Richard bought several lengths of sprigged muslin, well aware that Kitty had told him a small lie; servant maids wore wool, and ten yards of muslin were worth three guineas. The jury had felt sorry for the weeping, devastated girls. As well the jury might. He also bought cheap cotton calico which would make everyday dresses for dealing with pigs and poultry, sewing thread, needles, scissors, some yard rules and trowels for himself, and an iron stove with a fire grate and ashpan in its base surmounted by an oven with a flat top and a hole for a chimney. Captain Monroe had sections of thin steel chimney pipe of the kind installed on ships; they cost more than the stove. What pounds were left he spent on thick napped cotton cloth he knew would make excellent diapers, and dark red woolen serge to make winter coats for Kitty and the baby.
“Ye’ve just spent almost as much as ye did on twelve good acres,” said Stephen, testing the rope binding the goods to the sled. “Monroe is a robber.”

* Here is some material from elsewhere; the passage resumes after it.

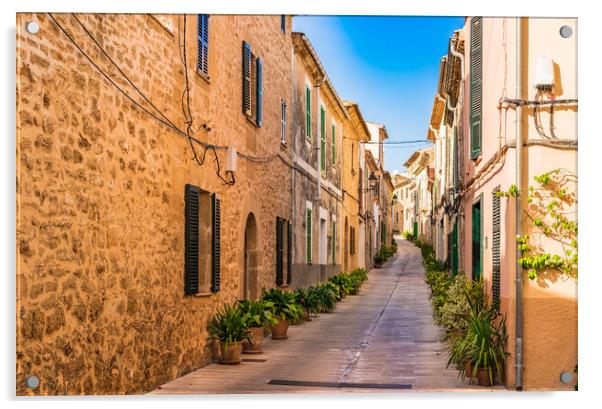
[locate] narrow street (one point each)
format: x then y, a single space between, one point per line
385 336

“Land requires labor, and that I give free,” said Richard. “I would have my wife and children as comfortable as Norfolk Island life permits. This is no climate for woolen or canvas slops, and the clothing already made up falls apart on first washing. We are swindled by London over and over again. Kitty sews even better than she cooks, so she can make things to last.” He eased his shoulders into the sled harness and buckled it across his chest. The sled moved off effortlessly, though its contents weighed over 300 pounds. “Ye’re welcome to come up the vale for supper this evening, Stephen.”

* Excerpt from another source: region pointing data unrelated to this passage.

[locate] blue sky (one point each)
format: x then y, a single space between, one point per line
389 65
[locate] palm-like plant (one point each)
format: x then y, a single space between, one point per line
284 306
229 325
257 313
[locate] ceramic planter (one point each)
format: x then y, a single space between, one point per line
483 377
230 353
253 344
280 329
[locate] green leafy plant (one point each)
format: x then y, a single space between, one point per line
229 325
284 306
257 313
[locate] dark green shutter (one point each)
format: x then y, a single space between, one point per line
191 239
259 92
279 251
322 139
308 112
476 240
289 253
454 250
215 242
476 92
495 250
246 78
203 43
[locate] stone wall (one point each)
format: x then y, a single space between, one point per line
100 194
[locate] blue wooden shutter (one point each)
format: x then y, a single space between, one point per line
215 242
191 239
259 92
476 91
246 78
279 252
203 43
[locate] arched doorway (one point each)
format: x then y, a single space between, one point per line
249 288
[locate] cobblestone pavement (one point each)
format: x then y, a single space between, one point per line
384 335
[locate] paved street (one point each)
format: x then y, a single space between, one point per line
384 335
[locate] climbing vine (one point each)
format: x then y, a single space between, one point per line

“Thankee, but nay. Tobias and I are celebrating the departure of the fucken Mt. Pitt bird by eating two splendid snappers I caught on the reef this morning.”
“Christ, ye’ll be killed doing that!”
“Not I! I can smell the big wave coming a mile away.”
Which he probably could, reflected Richard; Stephen’s gift for wind, weather, current and waves was uncanny, and no one knew more about Norfolk Island’s conditions than he.
Wanting to drop the stove off at the site of the new house first, Richard commenced to toil up the steep slope of Mount George on the Queensborough road. This one-mile slog was nothing new; he had dragged the sled laden with calcarenite stone up the hill time and time again. Wheels would have made the pull even harder, for the sled moved in smooth tracks its runners had worn when the road was muddy. Not a frequent occurrence this year, a dry one. Only an occasional night of heavy rain was bringing the wheat and Indian corn on superbly.